L’art comme « arme »
Quand on y regarde de plus près, l’exposition de Michel Huneault n’est en fait que la partie émergée de l’iceberg de l’art comme outil de sensibilisation. « L’art
devrait servir d’arme contre les menaces actuelles à la survie, comme les changements climatiques et les crises environnementales », explique Paul Shrivastava, chercheur de l’Université Concordia, pour qui l’art et le développement durable sont des sujets indissociables. Il a d’ailleurs cosigné un article dans la revue International Journal of Technology Management : « C’est par les récits, les histoires, la musique et les images que nos premiers ancêtres mettaient en garde leurs pairs contre les prédateurs et les catastrophes naturelles. L’art les aidait à acquérir des mécanismes de défense », insiste-t-il.
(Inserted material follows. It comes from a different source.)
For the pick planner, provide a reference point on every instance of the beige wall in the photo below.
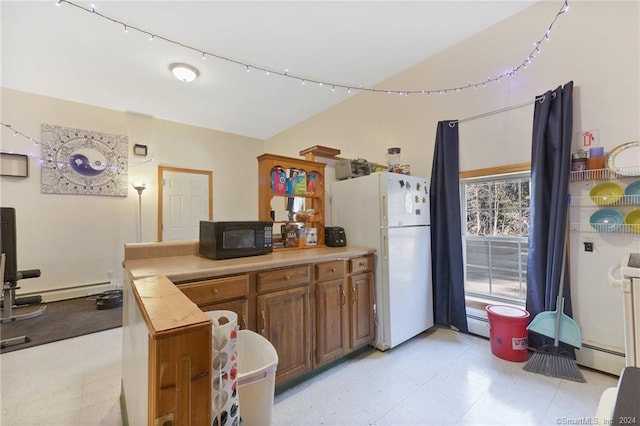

Le directeur du centre d’études David‑O’Brien sur la durabilité des entreprises croit que Montréal a le potentiel d’être à l’avant-garde dans le domaine de l’«art du développement durable ». D’ailleurs, Montréal et plusieurs grandes villes du monde comme Barcelone, Buenos Aires, Lille et Stockholm ont décrété la culture comme étant le 4e pilier du développement durable en novembre 2010. Depuis, le cas de la métropole québécoise est un exemple, et a été présenté comme tel lors du Colloque international culture et développement durable en novembre 2012 à Paris.

Même les Japonais sont Vénitiens
L’art montréalais rayonne si bien que même ce qui ne devait être qu’un projet personnel pour Michel Huneault a été apprécié à l’étranger. Après avoir pris ses photos à Venise-en-Québec, son travail de photographe indépendant l’a mené à Fukushima après le séisme et la catastrophe nucléaire de 2011. Au Japon, il a montré ses clichés de Venise-en-Québec. Devinez quoi ? Les gens se reconnaissaient dans le désastre du Richelieu. Comme quoi l’inquiétude suscitée par les changements climatiques est universelle et l’art peut rallier sous une même bannière ceux qui ne veulent pas voir ces bouleversements planétaires.